High Temperatures Can Create Graphene from Ethene
Siobhan Treacy | May 04, 2017Scientists from all over the world have teamed up to create a new way to produce single-layer graphene from ethene, otherwise known as ethylene — the smallest alkene molecule.
Researchers produced graphene on a rhodium catalyst substrate by heating ethene in stages to slightly over 700 degrees Celsius. This is hotter than any other experiment attempted before, and was why it was so successful.
This new technique has a lower cost and is much simpler to operate than past experiments. It opens new doors for creating graphene. Graphene has many attractive physical and electronic properties. This research gives a new development for the self-evolution of carbon cluster precursors, which results in the new formation of graphene layers.
Measured and theoretically simulated images of stages in the dehydrogenation process observed in programmed surface heating experiments. The sequence starts from adsorbed ethene (at 300K), leading to self-evolved 24-carbon-atom cluster precursors (between 570K and 670 K), and culminates with graphene formed at elevated temperatures. Source: U. Landman and B. Yoon
“Since graphene is made from carbon, we decided to start with the simplest type of carbon molecules and see if we could assemble them into graphene,” explained Uzi Landman, a Regents’ Professor and F.E. Callaway endowed chair in the Georgia Tech School of Physics, who headed the theoretical component of the research. “From small molecules containing carbon, you end up with macroscopic pieces of graphene.”
Graphene is currently being produced using many methods. These methods include chemical vapor deposition, evaporation of silicon from silicon carbide and exfoliation of graphene sheets from graphite. There have been past efforts to create graphene from simply hydrocarbon precursors, but they were unsuccessful.
Researchers have discovered that the path from ethene to graphene has involved a formation of a series of structures when hydrogen atoms leave the ethene molecules and carbon atoms self-assemble into graphene. Experimental groups in Germany and Scotland researched the nature of thermally-induced rhodium surface-catalyzed transformations and they raised the temperature step by step in a ultra-high vacuum. They used scanning-tunneling microscopy (STM), thermal programmed desorption (TPD) and high-resolution electron energy loss spectroscopy (HREELS) in each step of the process.

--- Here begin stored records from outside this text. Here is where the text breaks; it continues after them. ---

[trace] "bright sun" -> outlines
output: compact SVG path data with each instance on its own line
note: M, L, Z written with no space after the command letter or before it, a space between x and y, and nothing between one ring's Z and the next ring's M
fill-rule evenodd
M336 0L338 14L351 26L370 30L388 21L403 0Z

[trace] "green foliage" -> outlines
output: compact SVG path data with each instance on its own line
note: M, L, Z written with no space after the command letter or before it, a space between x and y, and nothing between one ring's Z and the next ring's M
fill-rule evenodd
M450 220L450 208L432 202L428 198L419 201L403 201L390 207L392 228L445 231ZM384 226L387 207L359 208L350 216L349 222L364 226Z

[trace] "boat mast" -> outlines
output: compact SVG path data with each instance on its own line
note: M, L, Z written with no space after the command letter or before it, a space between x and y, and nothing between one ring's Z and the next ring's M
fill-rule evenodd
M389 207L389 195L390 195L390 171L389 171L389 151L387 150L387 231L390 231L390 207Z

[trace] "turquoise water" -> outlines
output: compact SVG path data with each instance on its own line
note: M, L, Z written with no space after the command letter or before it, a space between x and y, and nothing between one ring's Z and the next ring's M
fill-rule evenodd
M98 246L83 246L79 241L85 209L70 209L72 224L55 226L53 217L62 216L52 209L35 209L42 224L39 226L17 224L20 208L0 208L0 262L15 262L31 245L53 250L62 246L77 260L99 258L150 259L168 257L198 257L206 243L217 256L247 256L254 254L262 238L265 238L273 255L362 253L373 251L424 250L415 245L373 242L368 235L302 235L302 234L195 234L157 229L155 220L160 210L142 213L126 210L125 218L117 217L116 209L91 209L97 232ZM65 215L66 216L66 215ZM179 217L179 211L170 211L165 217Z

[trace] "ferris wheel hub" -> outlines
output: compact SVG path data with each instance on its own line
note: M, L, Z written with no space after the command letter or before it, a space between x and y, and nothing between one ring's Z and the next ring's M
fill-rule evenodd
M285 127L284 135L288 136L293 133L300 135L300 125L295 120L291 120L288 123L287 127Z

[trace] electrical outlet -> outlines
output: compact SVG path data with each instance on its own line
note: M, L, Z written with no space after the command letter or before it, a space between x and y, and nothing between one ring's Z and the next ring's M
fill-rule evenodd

When heated, ethene absorbed into the rhodium catalyst evolves by coupling reactions, which formed segmented one-dimensional polyaromatic hydrocarbons (1D-PAH). When heated, dimensionality crossover happens — when one-dimensional structures change into two-dimensional structures — and restructuring at the PAH chain ends with an activated detachment of size-selective carbon clusters. A mechanism is revealed through first principles quantum mechanical simulations. Lastly, rate limiting diffusional coalescence of these cluster-precursors leads to condensation into high purity graphene.
At the final stage, researchers observed disk-like clusters with 24 carbon atoms spread out to form the graphene lattice. “The temperature must be raised within windows of temperature ranges to allow the requisite structures to form before the next stage of heating,” Landman explained. “If you stop at certain temperatures, you are likely to end up with coking.”
The dehydrogenation process is an important step in this process. This frees carbon atoms and forms intermediate shapes, but some of the hydrogen stays temporarily near the metal catalyst surface. These atoms assist in the bond-breaking process which detaches the 24 carbon cluster.
The final graphene structure is absorbed onto the catalyst. This could be useful when attached to metal, but if it is to be used for anything else they must be removed. A removal process is currently being developed.
This work was published in The Journal of Physical Chemistry.